Up until now all the searches that we have studied there were only one person or agent searching the solution space to find the goal or the solution. In many applications, there might be multiple agents or persons searching for solutions in the same solution space.
Such scenarios usually occur in-game playing where two opponents also called adversaries are searching for a goal. Their goals are usually contrary to each other. For example, in a game of tic-tac-toe player, one might want that he should complete a line with crosses while at the same time player two wants to complete a line of zeros.
Hence both have different goals. Notice further that if player one puts across in any box, player-two will intelligently try to make a move that would leave player-one with a minimum chance to win, that is, he will try to stop player one from completing a line of crosses and at the same time will try to complete his line of zeros.
Searches in which two or more players with contrary goals are trying to explore the same solution space in search of the solution are called adversarial searches.
In adversarial searches, one player tries to cater for the opponent’s moves by intelligently deciding that what will be the impact of his own move on the overall configuration of the game. To develop this stance he uses a look ahead thinking strategy.
That is, before making a move he looks a few levels down the game tree to see that what can be the impact of his move and what options will be open to the opponent once he has made this move. To clarify the concept of adversarial search let us discuss a procedure called the minimax procedure.
The opponents in a game are referred to as MIN and MAX. Although this is partly for historical reasons, the significance of these names is straightforward: MAX represents the player trying to win or to MAXimize her advantage.
MIN is the opponent who attempts to MINImize MAX’s score. We assume that MIN uses the same information and always attempts to move to a state that is worst for MAX. The maximizer has to keep in view that what choices will be available to the minimizer on the next step. The minimizer has to keep in view that what choices will be available to the maximizer on the next step. e.g.
Standing at node A the maximizer wants to decide which node to visit next, that is, choose between B or C. The maximizer wishes to maximize the score so apparently 7 being the maximum score, the maximizer should go to C and then to G. But when the maximizer will reach C the next turn to select the node will be of the minimizer, which will force the game to reach configuration/node F with a score of 2.
Hence maximizer will end up with a score of 2 if he goes to C from A. On the other hand if the maximizer goes to B from A the worst which the minimizer can do is that he will force the maximizer to a score of 3. Now, since the choice is between scores of 3 or 2, the maximizer will go to node B from A.
To fully understand the Minimax procedure consider a game “nim”. To play nim, a number of tokens are placed on a table between the two opponents; at each move, the player must dive a pile of tokens into two nonempty piles of different sizes. Thus, 6 tokens can be divided into piles of 5 and 1 or 4 and 2, but not 3 and 3. The player who can no longer make a move loses the game.

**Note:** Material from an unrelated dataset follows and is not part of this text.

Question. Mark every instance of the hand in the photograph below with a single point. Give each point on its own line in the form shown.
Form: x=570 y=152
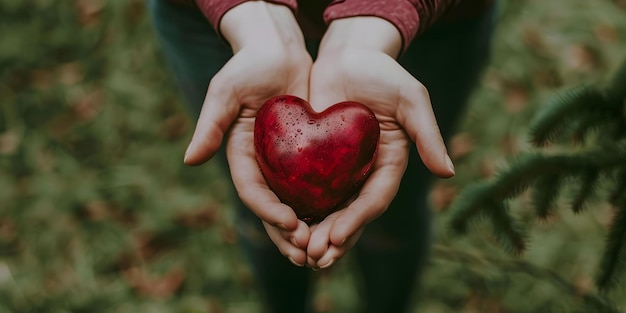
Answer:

In this game, one player is represented as MAX and the opponent is represented as MIN. Let say MIN is allowed to move first as shown in the figure below. Each leaf node is given a value of 1 or 0, depending on whether it is a win for MAX or for MIN. Minimax propagates these values up in the graph through successive parent nodes according to the rule:
- If the parent state is a MAX node, give it the maximum value among its children
- If the parent is a MIN node, give it the minimum value of its children.
The value that is thus assigned to each state indicates the value of the best state that this player can hope to achieve. These derived values are used to choose among possible moves. The above diagram shows the resulting win path for Max in bold arrows. In starting state, all of MIN’s possible first moves lead to nodes with a derived value of 1, the second play MAX can always try to win the game, regardless of MIN’s first move. MIN can pick any first move. By selecting the most favorable option MAX is trying MIN to lose the game.
Although depending upon the problem and search space, it is not always possible to exhaustively search the state space. In order to cope with such space, we use heuristics.
Minimaxing to Fixed Ply depth: In applying minimax to more complicates games, it is seldom possible to expand the state space graph out to the leaf nodes. Instead, the state space is searched to a predefined number of levels, as determined by the available resources of time and memory. This strategy is known as n-move look-ahead, where n is the number of levels explored. As the leaves of this subgraph are not final states of the game, it is not possible to give them values that reflect a win or loss.
Also Read: Shell Scripting – Variables
Instead, each node is given a value according to some heuristic evaluation function. These values are propagated back to the root node of that subgraph. If the parent is on a MIN level, the minimum value of the children is backed up. If the parent is a MAX node, minimax assigns it the maximum value of its children. However, these values do not indicate win or lose.
These values can be propagated upward depending on the MIN or MAX Parents.